第31話 再会
僕たちには買い物へ行く予定があった。
美久理さんに着せる服や水着や下着を買うために出かける約束をしていた。
その予定が潰れてしまった。
僕の母が会いに来ると言ってきたのだった。
買い物は次週へ延期となった。
雨が降ったみたいな気分で僕は母を待つ。
野次馬のつもりなのか美久理さんは早朝に訪ねてきて、二階に上がっている。
僕は祖父母には傍にいてほしかったのだけれど、二人の方がいいと思うから、と祖父は言い、二人して祖母が創作に使っている部屋に引っ込んでしまった。

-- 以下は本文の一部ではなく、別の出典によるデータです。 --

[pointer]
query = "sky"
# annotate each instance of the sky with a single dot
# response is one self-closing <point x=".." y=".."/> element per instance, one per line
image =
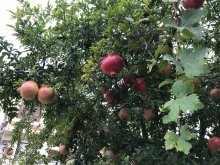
<point x="5" y="17"/>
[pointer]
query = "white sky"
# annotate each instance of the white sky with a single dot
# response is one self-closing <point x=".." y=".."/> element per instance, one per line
<point x="5" y="17"/>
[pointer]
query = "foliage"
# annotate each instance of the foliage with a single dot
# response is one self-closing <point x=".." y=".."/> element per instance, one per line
<point x="64" y="45"/>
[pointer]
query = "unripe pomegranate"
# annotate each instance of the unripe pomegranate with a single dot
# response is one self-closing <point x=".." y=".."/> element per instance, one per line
<point x="214" y="144"/>
<point x="28" y="90"/>
<point x="148" y="115"/>
<point x="63" y="150"/>
<point x="140" y="85"/>
<point x="46" y="95"/>
<point x="195" y="4"/>
<point x="109" y="96"/>
<point x="215" y="93"/>
<point x="112" y="64"/>
<point x="124" y="113"/>
<point x="167" y="69"/>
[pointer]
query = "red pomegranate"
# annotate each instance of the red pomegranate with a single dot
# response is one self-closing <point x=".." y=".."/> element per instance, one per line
<point x="148" y="115"/>
<point x="109" y="96"/>
<point x="28" y="90"/>
<point x="63" y="150"/>
<point x="127" y="80"/>
<point x="124" y="113"/>
<point x="215" y="93"/>
<point x="46" y="95"/>
<point x="167" y="69"/>
<point x="193" y="82"/>
<point x="214" y="144"/>
<point x="140" y="85"/>
<point x="9" y="151"/>
<point x="112" y="64"/>
<point x="192" y="4"/>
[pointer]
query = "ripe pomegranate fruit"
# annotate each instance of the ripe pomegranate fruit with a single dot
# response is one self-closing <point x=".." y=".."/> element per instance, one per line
<point x="195" y="4"/>
<point x="140" y="85"/>
<point x="193" y="82"/>
<point x="127" y="80"/>
<point x="28" y="90"/>
<point x="9" y="151"/>
<point x="148" y="115"/>
<point x="109" y="96"/>
<point x="103" y="89"/>
<point x="215" y="94"/>
<point x="214" y="144"/>
<point x="46" y="95"/>
<point x="110" y="156"/>
<point x="112" y="64"/>
<point x="166" y="71"/>
<point x="63" y="150"/>
<point x="124" y="113"/>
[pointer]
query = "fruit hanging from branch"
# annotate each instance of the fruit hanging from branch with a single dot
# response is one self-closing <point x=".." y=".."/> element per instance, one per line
<point x="124" y="113"/>
<point x="214" y="144"/>
<point x="166" y="71"/>
<point x="112" y="64"/>
<point x="63" y="150"/>
<point x="127" y="80"/>
<point x="46" y="95"/>
<point x="109" y="96"/>
<point x="148" y="115"/>
<point x="28" y="90"/>
<point x="215" y="94"/>
<point x="192" y="4"/>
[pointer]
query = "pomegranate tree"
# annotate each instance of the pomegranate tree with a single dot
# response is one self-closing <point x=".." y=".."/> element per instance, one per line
<point x="166" y="71"/>
<point x="63" y="150"/>
<point x="112" y="64"/>
<point x="148" y="115"/>
<point x="140" y="84"/>
<point x="46" y="95"/>
<point x="215" y="93"/>
<point x="124" y="113"/>
<point x="195" y="4"/>
<point x="214" y="144"/>
<point x="28" y="90"/>
<point x="109" y="96"/>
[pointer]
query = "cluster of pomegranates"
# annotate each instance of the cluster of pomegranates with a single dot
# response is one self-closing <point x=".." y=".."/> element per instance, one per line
<point x="112" y="65"/>
<point x="192" y="4"/>
<point x="214" y="144"/>
<point x="29" y="90"/>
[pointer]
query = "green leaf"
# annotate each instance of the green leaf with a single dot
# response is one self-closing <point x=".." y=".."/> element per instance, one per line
<point x="180" y="142"/>
<point x="183" y="145"/>
<point x="165" y="82"/>
<point x="193" y="61"/>
<point x="188" y="20"/>
<point x="170" y="140"/>
<point x="183" y="102"/>
<point x="186" y="134"/>
<point x="171" y="23"/>
<point x="170" y="1"/>
<point x="190" y="17"/>
<point x="196" y="31"/>
<point x="172" y="115"/>
<point x="162" y="49"/>
<point x="181" y="88"/>
<point x="174" y="61"/>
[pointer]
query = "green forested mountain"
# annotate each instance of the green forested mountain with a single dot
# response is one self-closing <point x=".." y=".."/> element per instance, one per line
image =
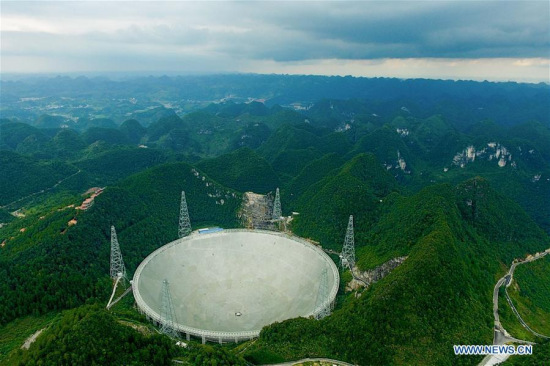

母は予告した通りの時間にやって来て、ドアチャイムを鳴らした。
玄関のドアを開けると、母がいる。
痩せたり太ったりしているのではないかと想像したけれど、全く変わっていなかった。
「久しぶり」と母は言った。
「そうだね」
だけどまだ二ヶ月も経っていなかったから、久しぶりって言うほどでもないなと僕は感じていた。
母を居間まで連れていく。
僕は台所の冷蔵庫から麦茶を出して、それをコップに注いで持っていった。
「ありがとう」と母は麦茶を一口飲んだ。
「ちょっと見ないだけで、随分しっかりしたね」
「そんなことないよ」
六年生の頃にはもうこのくらいしっかりしていたと自分では思う。
「ごめんなさい」
母は頭を下げる。
そして母は自分の振るった暴力について謝った。
「いいよ」と僕は許したふうに言った。
とっくに母のことは許していたから、母の謝罪はどうでもよかった。
そんな気持ちで聞いていると、なんだかつまらない作文を聞いているような感じがして退屈になってしまうから、こんな話はとっとと終わりにしたかった。
それに今は母のことよりも、写真集を作る手伝いをする方が大事だった。
母はいつ帰るのだろうか。
そう思っている僕をよそに、母は病院に通って受けているカウンセリングのことを話す。
間接的に学校のことを話してほしいと求められている。
そう感じて僕は、寺山のことなどを話した。
美久理さんのことは話さない。
彼女は二階にいるのだろうか。
近くで聞き耳を立てているような感じはなかった。
話題は母のカウンセリングの話に戻る。
「もしまた一緒に暮らせるのなら」と母は言いたそうにしていた。
その台詞を僕は先に取って、
「もしまた一緒に暮らすなら、この家に来てほしい」と言った。
僕はこの家が気に入っていることや、学校が楽しいことを話す。
「それにまたストレスが我慢できなくなっちゃっても、止めてくれる人がいた方がお母さんも安心できるんじゃないかなと思ったんだけど」
しかし母は複雑そうな表情をしていて、素直に頷いてくれる様子ではなかった。
「嫌なの?」と僕が聞くと、
「私、実はおばあちゃんのこと苦手なのよ」と苦笑した。
「おばあちゃん、凄く立派な人でしょ。だから一緒にいると、自分の小ささが嫌になっちゃうの。晴道はそういうこと、ないの?」
「ないよ」
そう答えると母は、そっか、と呟いて寂しそうな顔をした。
そして母が帰った後、自分が姫香さんのことにも触れていなかったと気付いた。
もしかしたら母は、この家に祖母の弟子が住んでいて、部屋の壁に龍を作ったことを全く知らないのかもしれない。
どうだったの、という顔をして待っていた姫香さんと美久理さんに僕は母の外見が全然変わっていなかったことを、笑い話のように話した。